Según UNODOC, Colombia alcanzó el máximo de área cultivada de coca, con un incremento del 43%, de 2020 a 2021, y produciendo 1.400 toneladas de clorhidrato de cocaína. En el Putumayo, uno de los departamentos donde se concentra la mayor cantidad de coca, varios grupos armados regulan con violencia los precios, ponen a las autoridades en su nómina y se convierten en tomadores de decisiones, mediadores, impartidores de justicia, organizadores de violencia, financiadores de campañas, entre otras actividades. Incluso, los nuevos actores violentos han llegado a amenazar a las personas que otrora lideraron el movimiento cocalero que exigía la sustitución voluntaria y el desarrollo rural y rechazaba la fumigación. Hoy la consigna no es sustitución, sino legalización.
En eso, el presidente Gustavo Petro marcó un hito en su discurso en las Naciones Unidas. Nadie duda de que la guerra contra las drogas ha fracasado en todas y cada una de sus versiones, duras y blandas. América Latina es hoy el continente más violento del mundo y ha sacrificado sus trayectorias de desarrollo para procurar detener en el origen el flujo de la economía más global de todas: El narcotráfico. Hasta ahí hay mucho de razón, y perseguir el narcotráfico no ha dado ningún resultado a mostrar. Sin embargo, en la decisión de no perseguirlo también hay varias variables que Colombia debe analizar desde la mejor evidencia disponible. El diablo está en los detalles.
En América Latina dos países han tomado decisiones similares en cuanto a no realizar una persecución activa en contra del narcotráfico. En el año 2006 Bolivia fue el primer país del continente en solicitar declarar la hoja de coca como lícita y desligarla de la producción de cocaína, apelando a su base social cocalera de Cochabamba y en el 2008 suspendió indefinidamente las actividades de la DEA en el país, acusándola de acciones poco transparentes. En el año 2017, el país había disminuido de 31.000 has. de coca sembrada a alrededor de 20.000, todo sin utilizar la violencia. Fuentes cercanas al gobierno de entonces señalan que nacionalizar la lucha contra el narcotráfico y separarla de la disminución de cultivos, sumada a la salida de la agencia norteamericana permitió que el Estado se concentrara en implementar la reforma agraria con mayor tranquilidad y permitir la producción de hoja de coca para uso interno, que ronda según la Unión Europea en aproximadamente 15.000 has.

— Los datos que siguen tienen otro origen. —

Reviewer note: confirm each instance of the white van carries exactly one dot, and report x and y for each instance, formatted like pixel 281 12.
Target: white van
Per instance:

México tiene otra trayectoria. Muchos analistas del narcotráfico y del crimen organizado señalaron que el inicio de la persecución activa contra el narcotráfico como un problema de orden público desencadenó una oleada de violencia que situó a México como uno de los países con la mayor tasa de homicidios del mundo. Manuel López Obrador, fiel a esta premisa, prometió en campaña “más abrazos, menos balazos” como estrategia y en 2019 declaró que el país estaba oficialmente fuera de la guerra contra las drogas. Mientras se disminuyeron los operativos policiales a gran escala, la seguridad conservó un enfoque militarizado. Mientras Colombia plantea fortalecer el control civil de la Policía, México quiere poner a la guardia nacional bajo el control del ministerio de defensa. Los escándalos de corrupción están a la orden del día, los homicidios llegan a 35.000 personas y los eventos de desaparición forzada llegan a 30.000 sólo en el mandato de López Obrador.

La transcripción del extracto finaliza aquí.